176,20 Hektare Kawasan Gunung Bromo Terbakar, Pemadaman via Darat dan Udara

Kebakaran hutan dan lahan (karhutla) melanda kawasan Gunung Bromo, Jawa Timur, sejak Senin (3/8/2026). Hingga Sabtu (8/8/2026) malam, tim gabungan masih melakukan penanganan. Kebakaran mencakup kawasan Gunung Bromo Watu Gede di Kabupaten Probolinggo dan kawasan Taman Nasional Bromo Tengger Semeru (TNBTS) Jantur di Kabupaten Malang. Luas lahan yang terbakar diperkirakan mencapai 176,20 hektare dan masih dalam proses pendataan.

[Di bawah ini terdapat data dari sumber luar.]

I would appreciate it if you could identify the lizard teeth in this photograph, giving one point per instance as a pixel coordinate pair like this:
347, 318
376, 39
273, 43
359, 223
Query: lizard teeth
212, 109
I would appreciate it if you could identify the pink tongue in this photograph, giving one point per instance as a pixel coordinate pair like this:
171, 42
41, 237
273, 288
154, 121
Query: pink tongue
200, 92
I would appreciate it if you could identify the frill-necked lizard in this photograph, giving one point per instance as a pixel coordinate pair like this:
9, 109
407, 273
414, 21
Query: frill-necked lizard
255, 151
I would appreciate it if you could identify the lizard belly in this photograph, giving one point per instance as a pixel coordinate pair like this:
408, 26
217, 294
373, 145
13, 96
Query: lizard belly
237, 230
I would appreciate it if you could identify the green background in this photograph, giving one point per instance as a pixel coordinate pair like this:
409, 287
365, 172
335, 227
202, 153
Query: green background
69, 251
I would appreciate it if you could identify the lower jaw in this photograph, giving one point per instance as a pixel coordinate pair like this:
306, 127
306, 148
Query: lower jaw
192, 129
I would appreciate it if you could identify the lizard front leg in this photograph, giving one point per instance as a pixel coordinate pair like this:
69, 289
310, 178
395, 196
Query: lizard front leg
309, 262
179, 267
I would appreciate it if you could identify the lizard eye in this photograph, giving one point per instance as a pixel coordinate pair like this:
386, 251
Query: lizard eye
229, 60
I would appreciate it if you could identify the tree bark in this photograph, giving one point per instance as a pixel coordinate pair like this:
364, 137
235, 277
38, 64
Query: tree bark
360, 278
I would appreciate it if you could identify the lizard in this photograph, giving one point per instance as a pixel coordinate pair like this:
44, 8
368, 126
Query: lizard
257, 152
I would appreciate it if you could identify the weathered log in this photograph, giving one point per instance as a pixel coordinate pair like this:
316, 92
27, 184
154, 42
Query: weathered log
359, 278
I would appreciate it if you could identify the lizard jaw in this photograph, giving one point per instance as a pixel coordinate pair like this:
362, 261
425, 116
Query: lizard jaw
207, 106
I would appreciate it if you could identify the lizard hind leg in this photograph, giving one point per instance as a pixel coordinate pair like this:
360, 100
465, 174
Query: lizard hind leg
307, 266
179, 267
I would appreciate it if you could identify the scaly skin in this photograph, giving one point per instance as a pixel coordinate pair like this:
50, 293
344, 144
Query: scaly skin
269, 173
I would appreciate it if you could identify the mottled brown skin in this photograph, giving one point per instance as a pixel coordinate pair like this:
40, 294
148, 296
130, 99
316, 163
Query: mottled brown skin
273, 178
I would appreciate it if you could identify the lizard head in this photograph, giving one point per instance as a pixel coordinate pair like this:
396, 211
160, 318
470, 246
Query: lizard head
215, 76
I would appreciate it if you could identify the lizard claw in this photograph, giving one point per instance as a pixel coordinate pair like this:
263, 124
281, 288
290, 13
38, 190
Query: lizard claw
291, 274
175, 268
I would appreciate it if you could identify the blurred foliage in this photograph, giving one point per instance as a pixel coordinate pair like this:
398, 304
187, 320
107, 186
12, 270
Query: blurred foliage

Tidak ada laporan korban jiwa, menurut Kepala Pusat Data, Informasi, dan Komunikasi Kebencanaan BNPB, Abdul Muhari, pada Minggu (9/8/2026).

Berdasarkan pemutakhiran penanganan hingga pukul 21.30 WIB, tim gabungan masih berada di area JLKT untuk menangani api yang mendekati ruas jalan. Sempat muncul titik api di jalur Jemplang menuju Watu Gede di Kabupaten Malang, tetapi telah dikondisikan oleh tim darat sehingga tidak ada lagi titik api di lokasi. Hot spot masih terpantau mengeluarkan asap di area Pusung Ledok Bedor. Cuaca di wilayah Bromo cerah dengan kecepatan angin sedang, dan tim terus memantau untuk mengantisipasi perubahan arah atau penyebaran api.

Penanganan dilakukan melalui operasi darat dan udara. Tim gabungan terdiri dari BNPB, BPBD Jawa Timur, BPBD Kabupaten Probolinggo, BPBD Kabupaten Malang, TNBTS, Polhut, Perhutani, TNI, Polri, relawan, dan masyarakat. Mereka menggunakan satu truk pemadam, metode manual gepyok, serta sprayer untuk memadamkan api.